Dive Brief:
- Generic competitors to Novartis' blockbuster multiple sclerosis pill Gilenya will be put on hold while Novartis resolves a patent dispute, under a court injunction published Monday.
- Novartis has won challenges to its Gilenya intellectual property estate and extended patent protection to as late as 2027, but a dosing patent is still subject to challenge.
- Gilenya had sales of $3.3 billion in 2018, but as competition grows Novartis is turning to its similarly acting new drug Mayzent to shore up its multiple sclerosis business.
Dive Insight:
Gilenya (fingolimod) was the first oral drug for the relapsing-remitting form of multiple sclerosis and made Novartis one of several major players in multiple sclerosis. The treatment was Novartis' biggest seller in 2018, eight years after its first approval in the U.S.
The Swiss pharma recently won a regulatory OK for a follow-on drug called Mayzent (siponimod) acting on the same target, the sphingosine 1-phosphate (S1P) receptor, but it treats a more severe form of the disorder and thus may not fully replace Gilenya.
Novartis is therefore keen to stretch out market exclusivity as long as possible.
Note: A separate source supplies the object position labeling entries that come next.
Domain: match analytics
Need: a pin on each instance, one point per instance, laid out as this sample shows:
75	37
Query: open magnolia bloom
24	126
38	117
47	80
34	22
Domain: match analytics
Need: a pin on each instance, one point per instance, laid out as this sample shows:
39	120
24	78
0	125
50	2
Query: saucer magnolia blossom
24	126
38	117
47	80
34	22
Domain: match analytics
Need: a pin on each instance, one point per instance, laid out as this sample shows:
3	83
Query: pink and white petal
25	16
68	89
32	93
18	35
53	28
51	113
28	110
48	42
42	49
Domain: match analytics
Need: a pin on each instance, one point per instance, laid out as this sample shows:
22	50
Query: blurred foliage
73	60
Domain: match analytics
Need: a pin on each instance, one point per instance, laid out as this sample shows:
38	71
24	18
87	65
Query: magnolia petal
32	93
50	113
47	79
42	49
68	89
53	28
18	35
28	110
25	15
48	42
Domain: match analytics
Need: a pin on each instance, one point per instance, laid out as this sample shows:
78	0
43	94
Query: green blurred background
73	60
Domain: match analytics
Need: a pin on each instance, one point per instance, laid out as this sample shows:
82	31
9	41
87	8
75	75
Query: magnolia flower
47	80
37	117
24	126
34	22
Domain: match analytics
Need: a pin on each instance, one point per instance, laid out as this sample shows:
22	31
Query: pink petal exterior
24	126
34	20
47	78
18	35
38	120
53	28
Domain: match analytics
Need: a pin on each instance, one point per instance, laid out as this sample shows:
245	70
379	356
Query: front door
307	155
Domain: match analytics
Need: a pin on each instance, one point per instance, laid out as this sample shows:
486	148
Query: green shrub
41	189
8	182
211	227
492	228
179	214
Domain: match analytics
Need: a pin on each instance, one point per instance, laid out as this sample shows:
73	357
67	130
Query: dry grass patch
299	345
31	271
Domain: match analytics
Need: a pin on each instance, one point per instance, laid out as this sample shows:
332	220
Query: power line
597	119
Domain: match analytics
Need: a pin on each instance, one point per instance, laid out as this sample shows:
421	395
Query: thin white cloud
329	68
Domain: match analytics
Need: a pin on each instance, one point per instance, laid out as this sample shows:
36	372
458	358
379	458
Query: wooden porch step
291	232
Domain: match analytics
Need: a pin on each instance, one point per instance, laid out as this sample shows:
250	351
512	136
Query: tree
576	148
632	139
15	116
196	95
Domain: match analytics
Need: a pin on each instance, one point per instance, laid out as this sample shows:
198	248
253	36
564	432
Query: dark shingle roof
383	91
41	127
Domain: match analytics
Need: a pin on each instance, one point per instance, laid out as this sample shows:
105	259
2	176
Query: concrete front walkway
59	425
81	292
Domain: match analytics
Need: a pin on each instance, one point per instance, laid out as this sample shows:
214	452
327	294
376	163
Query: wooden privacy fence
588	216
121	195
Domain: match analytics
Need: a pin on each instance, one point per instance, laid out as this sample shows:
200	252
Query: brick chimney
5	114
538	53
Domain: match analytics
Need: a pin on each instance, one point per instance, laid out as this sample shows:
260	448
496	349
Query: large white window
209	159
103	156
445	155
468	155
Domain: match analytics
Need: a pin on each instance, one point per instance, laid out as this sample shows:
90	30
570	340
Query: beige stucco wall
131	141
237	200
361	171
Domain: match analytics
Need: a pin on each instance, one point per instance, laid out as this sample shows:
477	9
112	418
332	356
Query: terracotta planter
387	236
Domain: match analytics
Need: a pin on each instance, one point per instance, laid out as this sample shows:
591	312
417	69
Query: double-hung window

At one point, the main patents looked set to fall as early as this August, but subsequent court victories have reinvigorated Gilenya's intellectual property.
After the dust had settled on that dispute, which centered on a patent for a dose-escalation regimen, Novartis sued for patent infringement those generic manufacturers that had submitted Food and Drug Administration applications for Gilenya copycat pills.
The generic drugmakers, which include Mylan, Dr. Reddy's Laboratories and Aurobindo, had sought to market their products before the courts could decide on the validity of that patent. Monday's court decision stops those companies from doing so.
That dose-escalation patent could yet fall, as the courts may decide against Novartis. Meanwhile, it also has implications for Celgene and its pending acquisition by Bristol-Myers Squibb. Celgene's S1P ozanimod, a drug Bristol-Myers pointed to when the transaction was announced, relied on a similar regimen in clinical trials, and some observers have questioned whether the two companies will end up in court.
Ozanimod has been rejected once by the FDA, and Celgene resubmitted its application at the end of March.